When I was moving into my current apartment, the aunt of my roommate stated that during the apartment viewing the property manager mentioned that the other two tenants were Indian. Aside from the fact that our other roommate is Persian, NOT Indian, it was clear that the label of ‘Indian’ never leaves me. In addition to their urgency to find a place, they signed feeling comfortable that their daughter/ niece would be with other Indians.

This really bothers me. My skin has not grown thick enough yet for this to roll off my back, and I don’t know if I want to get to the point where I brush off instances like this as just a part of life. Why must I be labelled according to what others see me as. Why am I not allowed to classify myself? To some, I’m not a “real” Canadian while to others I’m not a “real” Indian. When I am in the presence of those who think I’m not a “real” Canadian, I feel the pressure to subvert any Indian-ness or foreign-ness about myself. When I am in the presence of those who think I’m not a “real” Indian, I feel the pressure to subvert my liberal and “non-traditional” values. This pressure gets stronger and stronger as I age. Why? Shouldn’t it be the other way around? Shouldn’t ignorance be left in the past, not emphasized in the future? Was I just too young and ignorant to recognize the racism around me? Why must I feel this constraint?

I feel very angry. I’m angry that despite every individual having to create their own identity as part of life, mine feels the majority of the constraint based upon my “race”. I recognize that the fact that my able-bodied-ness and heterosexual-ness fits into the norms of this society, leaving me with less constraints from those categories. I also recognize that everyone feels constraints, even the privileged in society. BUT in a country that praises itself for being so open to multiculturalism, why to the ‘multies’ feel that their culture must fit the extremes rather than encompass a compilation of various sources?

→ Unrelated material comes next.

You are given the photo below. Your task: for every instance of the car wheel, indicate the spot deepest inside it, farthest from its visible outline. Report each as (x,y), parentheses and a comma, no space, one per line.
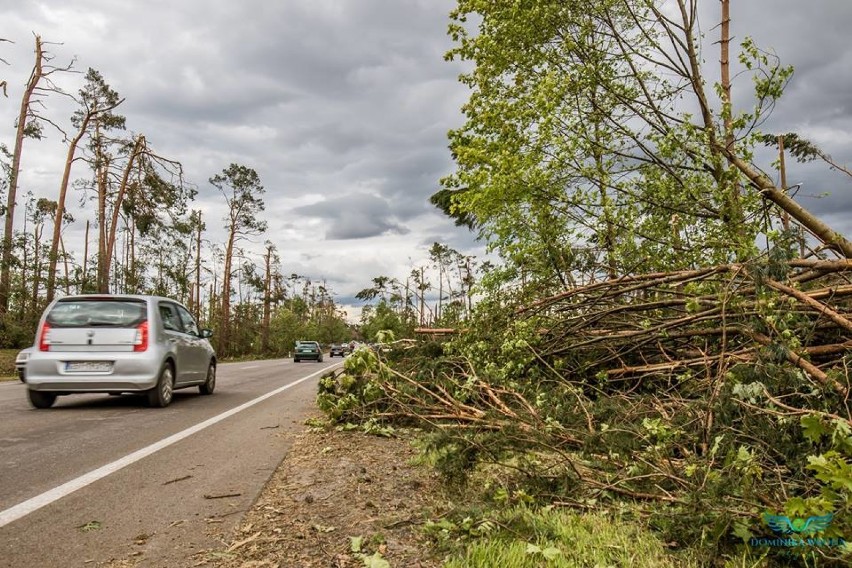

Why can’t who I am be reflective of myself as a person than the associations regarded with the colour of my skin, or my facial structure.

I really hate “the call”. I hate it so much. I hate that I have to smile back at those who label me because by calling them on it, I would be the aggressor. Do they know that when such vulgarity comes out of their mouth with such a sweet expression plastered on their face, that it takes so much effort for me to unclench my fist? Do they know how much bitterness I harbour?

I took my complaints to God. He already knows. It’s just part of life…part of the unfairness of this world…part of the hate and ignorance…part of the insensitivity…just part of life. At least I have Him. At least I have the retreat that unbelievers don’t have. I am able to dwell in His presence just as I am - no labels, just me. My God has no face, and when I stand in front of Him, neither do I.